# Invisible Fence Age and Recommendation?



## Maggies mom (Jan 6, 2006)

I was told by several companies, I had to wait till they were 5-6 months old.


----------



## Bailey & Charlies Mom (Jan 27, 2009)

We waited until Charlie was six months old. Ours is the Petsafe system installed by a local rep.He did all of the training as well. Anytime we have a problem he is only a phone call away. It has worked very well.


----------



## Florabora22 (Nov 30, 2008)

We had to wait until Flora was 6 months before we could start training her. We had an original invisible fence that we installed when Carmella was a young pup, so we are using that and it's been working fabulously.


----------



## NewToGoldens (Feb 5, 2009)

*CanineFence*

We used CanineFence invisible fence and they actually started with our pup when he was 10-12 weeks. The company said they have found that pups actually train quickly but that it is only fairly recently they started this young.

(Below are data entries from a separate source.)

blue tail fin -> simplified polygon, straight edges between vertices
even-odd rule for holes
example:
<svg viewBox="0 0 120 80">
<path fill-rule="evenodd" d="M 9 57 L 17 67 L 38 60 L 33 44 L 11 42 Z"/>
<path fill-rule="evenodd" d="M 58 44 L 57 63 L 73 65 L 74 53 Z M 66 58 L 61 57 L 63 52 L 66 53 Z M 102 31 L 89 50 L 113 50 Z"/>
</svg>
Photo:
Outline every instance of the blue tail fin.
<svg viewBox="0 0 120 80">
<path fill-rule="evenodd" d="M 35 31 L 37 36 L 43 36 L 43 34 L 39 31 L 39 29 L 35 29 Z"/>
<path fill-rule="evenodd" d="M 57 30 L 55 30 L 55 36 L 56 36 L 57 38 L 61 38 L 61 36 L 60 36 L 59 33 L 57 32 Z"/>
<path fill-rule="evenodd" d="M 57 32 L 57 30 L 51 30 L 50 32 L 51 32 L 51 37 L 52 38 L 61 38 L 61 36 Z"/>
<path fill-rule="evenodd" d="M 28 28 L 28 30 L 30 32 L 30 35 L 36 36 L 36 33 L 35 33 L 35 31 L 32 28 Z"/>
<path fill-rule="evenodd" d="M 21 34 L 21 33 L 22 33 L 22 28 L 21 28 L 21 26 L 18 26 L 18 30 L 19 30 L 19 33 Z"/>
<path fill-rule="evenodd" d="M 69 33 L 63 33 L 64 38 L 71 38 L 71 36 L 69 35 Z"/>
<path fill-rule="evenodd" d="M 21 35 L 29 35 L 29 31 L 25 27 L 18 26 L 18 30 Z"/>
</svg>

They start inside and then move outside. It went wonderfully with our dog (7+ month now). They start with a very mild collar and really work on flag awareness. Now our yard has very natural boundaries so I'm sure that also helped.

I think a key is also that we paid for training sessions with them and the whole family attended so we all knew how to reinforce the training when we were outside with the dog.


----------